While a Rav-4 is nominally an AWD vehicle, Toyota took an approach that is…less than ideal…with its design in order to maximize fuel economy, and that…less than ideal…factor is the reality that the AWD cuts out once you reach 25 mph.

I frequently drive my friend’s Rav-4, and I always have to remind myself when it is snowing that–unlike my Subaru–I have to engage the AWD Lock button in order to activate the AWD. But, even after activating it, the AWD will revert to just FWD once the vehicle reaches 25 mph.

And, each time that I stop at a traffic light, I have to engage the AWD Lock button again, only to have it cut out again once I reach 25 mph. This does help to boost the vehicle’s gas mileage…a bit…but it is certainly less than ideal when you are driving on a snow-covered road.

Please bear in mind that it is possible that Toyota has improved their design in recent years. My friend’s Rav is a 2008 model, and I know that this…lightweight…AWD design existed for at least a couple of years after that, but I am not knowledgeable about the very newest RAVs, so it is possible that this design compromise is not present in the newest RAVs.
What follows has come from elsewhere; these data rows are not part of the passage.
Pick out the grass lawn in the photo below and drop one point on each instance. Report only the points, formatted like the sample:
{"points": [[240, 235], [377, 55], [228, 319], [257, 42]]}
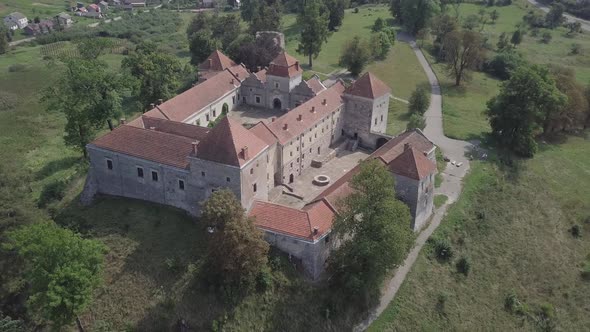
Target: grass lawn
{"points": [[397, 118], [353, 24], [463, 106], [513, 222], [400, 70]]}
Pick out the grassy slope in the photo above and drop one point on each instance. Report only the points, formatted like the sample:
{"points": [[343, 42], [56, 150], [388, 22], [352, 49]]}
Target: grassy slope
{"points": [[463, 106], [521, 243]]}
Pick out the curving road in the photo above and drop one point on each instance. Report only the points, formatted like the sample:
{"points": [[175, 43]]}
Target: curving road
{"points": [[568, 17], [451, 186]]}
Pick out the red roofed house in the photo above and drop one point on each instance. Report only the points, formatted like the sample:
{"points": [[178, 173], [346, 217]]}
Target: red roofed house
{"points": [[169, 156]]}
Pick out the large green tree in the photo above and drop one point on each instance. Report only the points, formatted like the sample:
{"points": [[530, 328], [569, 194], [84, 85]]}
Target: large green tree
{"points": [[373, 228], [157, 73], [62, 270], [355, 55], [89, 95], [237, 251], [416, 14], [524, 104], [314, 33]]}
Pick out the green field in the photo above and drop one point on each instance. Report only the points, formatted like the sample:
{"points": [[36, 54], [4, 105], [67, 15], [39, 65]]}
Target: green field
{"points": [[513, 222]]}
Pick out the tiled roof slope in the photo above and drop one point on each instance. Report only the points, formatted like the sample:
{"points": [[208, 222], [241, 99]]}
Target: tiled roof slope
{"points": [[196, 98], [368, 86], [170, 127], [333, 98], [217, 61], [291, 221], [225, 142], [284, 65], [148, 144], [412, 164], [262, 132]]}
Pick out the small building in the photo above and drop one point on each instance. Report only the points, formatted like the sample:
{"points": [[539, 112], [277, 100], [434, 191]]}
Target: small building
{"points": [[16, 21], [63, 20]]}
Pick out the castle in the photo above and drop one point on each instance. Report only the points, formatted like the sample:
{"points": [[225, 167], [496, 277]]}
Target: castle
{"points": [[169, 156]]}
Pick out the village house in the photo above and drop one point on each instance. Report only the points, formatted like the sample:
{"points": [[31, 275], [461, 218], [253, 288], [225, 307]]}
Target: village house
{"points": [[170, 156], [15, 21]]}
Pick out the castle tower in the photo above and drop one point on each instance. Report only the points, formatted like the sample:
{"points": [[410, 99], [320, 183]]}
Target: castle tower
{"points": [[367, 104]]}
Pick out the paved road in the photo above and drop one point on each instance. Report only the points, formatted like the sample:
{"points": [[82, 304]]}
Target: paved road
{"points": [[568, 17], [451, 186]]}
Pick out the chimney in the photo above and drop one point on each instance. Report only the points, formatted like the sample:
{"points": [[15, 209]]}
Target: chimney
{"points": [[195, 143]]}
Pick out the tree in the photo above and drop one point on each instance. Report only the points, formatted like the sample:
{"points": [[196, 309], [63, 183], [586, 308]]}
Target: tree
{"points": [[157, 72], [516, 38], [314, 22], [3, 40], [575, 112], [525, 102], [416, 121], [378, 25], [373, 228], [464, 51], [355, 55], [494, 16], [554, 17], [419, 101], [416, 14], [380, 45], [336, 13], [237, 252], [62, 270], [201, 45], [88, 95]]}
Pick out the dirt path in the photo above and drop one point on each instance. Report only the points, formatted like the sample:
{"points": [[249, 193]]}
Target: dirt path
{"points": [[451, 186]]}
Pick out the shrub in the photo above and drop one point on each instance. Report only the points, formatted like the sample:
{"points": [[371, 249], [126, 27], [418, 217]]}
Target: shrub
{"points": [[442, 249], [464, 266], [17, 67]]}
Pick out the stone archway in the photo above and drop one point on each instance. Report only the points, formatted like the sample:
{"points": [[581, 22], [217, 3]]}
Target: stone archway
{"points": [[277, 104]]}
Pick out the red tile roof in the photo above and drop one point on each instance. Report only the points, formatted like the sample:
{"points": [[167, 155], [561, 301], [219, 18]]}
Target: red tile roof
{"points": [[310, 223], [368, 86], [196, 98], [412, 164], [225, 142], [284, 65], [261, 131], [217, 61], [295, 127], [152, 145], [170, 127]]}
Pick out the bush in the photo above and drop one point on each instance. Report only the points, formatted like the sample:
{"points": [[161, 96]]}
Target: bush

If you are going to do towing in Central America & South America, you really need a vehicle that combines the following factors:

A full frame, rather than unitized construction (The RAV fails on this count, as do all of the other small crossovers)
AWD that can be engaged “permanently”. (The RAV fails on this count)
Being easily repaired–which means a vehicle that is commonly found in those areas, and which has a good parts supply in those areas (The RAV also fails on this count).

Combining all of the above, I agree with whoever said that your best bet is a Toyota or Nissan pickup with 4WD.